There is little point in wasting efforts complaining about something which isn't going to change. Another approach needs to be taken. I advocate that of making girls stronger rather trying to isolate them from ideal images.
Yes and you make them stronger by teaching them to value themselves and their bodies just as they are and for what they can do, not what they look like. And we absolutely do not do that in this culture, indeed, quite the opposite and it is fact that images girls see in the popular culture impact how they feel about themselves which impacts in turn how they value themselves which impacts how willing they are to take care of themselves and respect themselves, etc., etc.

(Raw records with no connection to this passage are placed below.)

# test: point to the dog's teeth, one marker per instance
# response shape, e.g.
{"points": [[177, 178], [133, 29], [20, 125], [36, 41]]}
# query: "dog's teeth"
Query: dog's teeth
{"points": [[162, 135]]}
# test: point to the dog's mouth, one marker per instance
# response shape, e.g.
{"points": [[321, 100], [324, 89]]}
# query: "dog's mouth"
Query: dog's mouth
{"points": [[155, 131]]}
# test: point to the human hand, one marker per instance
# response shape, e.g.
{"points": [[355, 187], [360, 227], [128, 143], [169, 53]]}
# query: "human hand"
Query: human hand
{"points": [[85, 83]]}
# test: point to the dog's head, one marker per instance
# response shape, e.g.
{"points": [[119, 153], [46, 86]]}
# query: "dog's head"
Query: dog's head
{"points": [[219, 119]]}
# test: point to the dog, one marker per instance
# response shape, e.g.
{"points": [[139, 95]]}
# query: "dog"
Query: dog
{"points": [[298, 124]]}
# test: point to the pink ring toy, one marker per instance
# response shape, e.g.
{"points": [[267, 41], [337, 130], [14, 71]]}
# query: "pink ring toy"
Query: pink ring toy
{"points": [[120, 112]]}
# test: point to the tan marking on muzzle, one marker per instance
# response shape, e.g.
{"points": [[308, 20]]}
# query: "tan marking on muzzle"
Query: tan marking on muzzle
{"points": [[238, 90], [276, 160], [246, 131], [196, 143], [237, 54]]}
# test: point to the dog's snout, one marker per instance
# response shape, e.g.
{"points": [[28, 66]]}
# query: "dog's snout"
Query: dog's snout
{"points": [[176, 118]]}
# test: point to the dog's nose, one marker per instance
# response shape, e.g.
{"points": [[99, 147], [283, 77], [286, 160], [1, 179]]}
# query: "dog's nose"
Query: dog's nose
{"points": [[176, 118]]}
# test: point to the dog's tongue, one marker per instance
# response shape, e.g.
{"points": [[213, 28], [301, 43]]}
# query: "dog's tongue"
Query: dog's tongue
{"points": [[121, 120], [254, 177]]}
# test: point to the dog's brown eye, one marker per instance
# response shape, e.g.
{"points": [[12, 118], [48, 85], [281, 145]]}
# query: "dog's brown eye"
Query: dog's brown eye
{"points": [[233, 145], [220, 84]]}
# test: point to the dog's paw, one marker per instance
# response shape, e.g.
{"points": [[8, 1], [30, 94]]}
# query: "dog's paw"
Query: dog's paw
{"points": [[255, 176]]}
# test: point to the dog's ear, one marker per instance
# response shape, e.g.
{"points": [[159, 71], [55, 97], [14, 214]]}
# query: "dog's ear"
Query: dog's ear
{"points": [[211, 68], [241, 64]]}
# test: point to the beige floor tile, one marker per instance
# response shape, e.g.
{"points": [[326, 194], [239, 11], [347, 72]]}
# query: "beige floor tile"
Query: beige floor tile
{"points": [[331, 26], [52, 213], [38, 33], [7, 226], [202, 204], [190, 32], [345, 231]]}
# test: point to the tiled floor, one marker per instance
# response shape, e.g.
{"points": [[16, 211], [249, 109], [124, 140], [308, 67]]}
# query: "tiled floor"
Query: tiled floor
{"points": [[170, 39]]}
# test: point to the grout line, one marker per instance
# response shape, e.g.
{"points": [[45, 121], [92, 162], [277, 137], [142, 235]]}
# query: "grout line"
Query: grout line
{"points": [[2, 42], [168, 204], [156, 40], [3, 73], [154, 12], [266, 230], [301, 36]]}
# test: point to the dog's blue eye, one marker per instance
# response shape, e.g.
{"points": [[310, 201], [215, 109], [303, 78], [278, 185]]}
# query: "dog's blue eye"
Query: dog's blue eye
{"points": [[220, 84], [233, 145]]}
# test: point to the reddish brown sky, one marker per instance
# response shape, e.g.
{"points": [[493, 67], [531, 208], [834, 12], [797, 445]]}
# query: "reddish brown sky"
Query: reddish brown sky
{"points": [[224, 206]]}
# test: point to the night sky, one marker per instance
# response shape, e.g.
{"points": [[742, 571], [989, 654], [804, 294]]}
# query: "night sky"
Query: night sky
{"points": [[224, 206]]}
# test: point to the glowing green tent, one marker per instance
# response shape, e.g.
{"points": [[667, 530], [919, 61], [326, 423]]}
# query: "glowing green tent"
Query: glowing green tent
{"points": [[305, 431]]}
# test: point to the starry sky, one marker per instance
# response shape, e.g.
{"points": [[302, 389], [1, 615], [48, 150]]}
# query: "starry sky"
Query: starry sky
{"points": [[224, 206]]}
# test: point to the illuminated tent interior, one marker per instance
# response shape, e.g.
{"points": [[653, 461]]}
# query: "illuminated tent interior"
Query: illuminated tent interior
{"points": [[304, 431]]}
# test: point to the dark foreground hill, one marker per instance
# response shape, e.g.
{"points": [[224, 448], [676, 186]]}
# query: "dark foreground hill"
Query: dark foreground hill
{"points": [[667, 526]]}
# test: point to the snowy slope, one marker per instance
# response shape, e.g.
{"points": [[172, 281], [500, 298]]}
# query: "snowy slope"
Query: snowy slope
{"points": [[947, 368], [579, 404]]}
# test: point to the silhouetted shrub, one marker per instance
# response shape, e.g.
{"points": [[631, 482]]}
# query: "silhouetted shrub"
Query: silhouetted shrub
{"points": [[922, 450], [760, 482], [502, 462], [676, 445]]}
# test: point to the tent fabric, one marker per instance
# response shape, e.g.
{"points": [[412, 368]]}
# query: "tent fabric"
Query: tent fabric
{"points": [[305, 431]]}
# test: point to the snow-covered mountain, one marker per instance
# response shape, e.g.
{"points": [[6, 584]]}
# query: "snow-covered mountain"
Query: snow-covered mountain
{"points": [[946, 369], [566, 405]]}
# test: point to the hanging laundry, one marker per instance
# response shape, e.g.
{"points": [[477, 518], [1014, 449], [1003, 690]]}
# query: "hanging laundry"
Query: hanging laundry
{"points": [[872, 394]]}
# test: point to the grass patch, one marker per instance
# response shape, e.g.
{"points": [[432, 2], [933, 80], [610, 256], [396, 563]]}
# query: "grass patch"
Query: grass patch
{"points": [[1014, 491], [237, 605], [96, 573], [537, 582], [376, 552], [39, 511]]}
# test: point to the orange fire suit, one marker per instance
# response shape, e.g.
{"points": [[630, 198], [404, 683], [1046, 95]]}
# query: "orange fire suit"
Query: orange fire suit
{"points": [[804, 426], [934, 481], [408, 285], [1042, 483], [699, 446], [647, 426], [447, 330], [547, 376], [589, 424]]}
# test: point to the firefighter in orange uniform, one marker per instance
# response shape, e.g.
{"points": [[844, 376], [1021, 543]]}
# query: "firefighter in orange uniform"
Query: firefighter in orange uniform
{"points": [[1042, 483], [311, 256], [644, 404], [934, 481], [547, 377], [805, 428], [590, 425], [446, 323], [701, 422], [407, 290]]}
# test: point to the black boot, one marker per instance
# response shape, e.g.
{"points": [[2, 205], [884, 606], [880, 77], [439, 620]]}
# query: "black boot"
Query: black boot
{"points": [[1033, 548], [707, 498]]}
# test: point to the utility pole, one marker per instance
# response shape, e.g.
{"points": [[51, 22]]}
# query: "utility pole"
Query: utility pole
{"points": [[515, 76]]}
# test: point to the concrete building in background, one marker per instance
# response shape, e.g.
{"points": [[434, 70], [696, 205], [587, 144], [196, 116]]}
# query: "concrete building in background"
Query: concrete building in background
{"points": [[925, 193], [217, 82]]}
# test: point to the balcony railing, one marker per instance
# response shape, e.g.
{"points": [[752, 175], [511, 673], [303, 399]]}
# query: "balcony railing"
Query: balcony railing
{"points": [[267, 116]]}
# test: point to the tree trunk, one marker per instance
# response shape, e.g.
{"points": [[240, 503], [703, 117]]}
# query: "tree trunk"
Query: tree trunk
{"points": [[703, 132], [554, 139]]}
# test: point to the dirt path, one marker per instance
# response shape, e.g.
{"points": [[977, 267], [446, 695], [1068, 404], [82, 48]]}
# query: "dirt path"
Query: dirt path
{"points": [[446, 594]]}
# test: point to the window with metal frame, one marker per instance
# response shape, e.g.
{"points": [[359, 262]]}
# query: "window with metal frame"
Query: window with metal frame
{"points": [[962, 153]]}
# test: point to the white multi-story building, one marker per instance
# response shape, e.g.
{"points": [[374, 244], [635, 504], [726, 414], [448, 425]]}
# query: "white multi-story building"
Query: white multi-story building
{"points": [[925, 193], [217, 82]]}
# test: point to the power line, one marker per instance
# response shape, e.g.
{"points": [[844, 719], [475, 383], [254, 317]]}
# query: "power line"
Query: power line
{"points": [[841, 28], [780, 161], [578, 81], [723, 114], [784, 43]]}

Remember the "doll test" that was cited in Brown v. Board of Education? http://en.wikipedia.org/wiki/Alvin_F._Poussaint I know it is counter-intuitive but these images of the ultra thin ideal are not only linked to anorexia (where women/girls become dangerously thin) but also to bulimia (where women/girls may maintain a "normal" weight but become dangerously malnourished) and to compulsive overeating (which leads to overweight and malnourishment). I agree you can't "isolate" girls (or any of us) from destructive images (which is precisely the problem) but you can speak out against these images and how harmful they are and demand new images that celebrate all women and girls regardless of how closely they conform to an impossible ideal. These images are part of the problem of why girls do not feel strong in our society and so they absolutely must be complained about: silence = acquiescence.
Then we agree. It has to be done "at the girl" end by helping girls be strong enough to resist these forces since the forces aren't going away.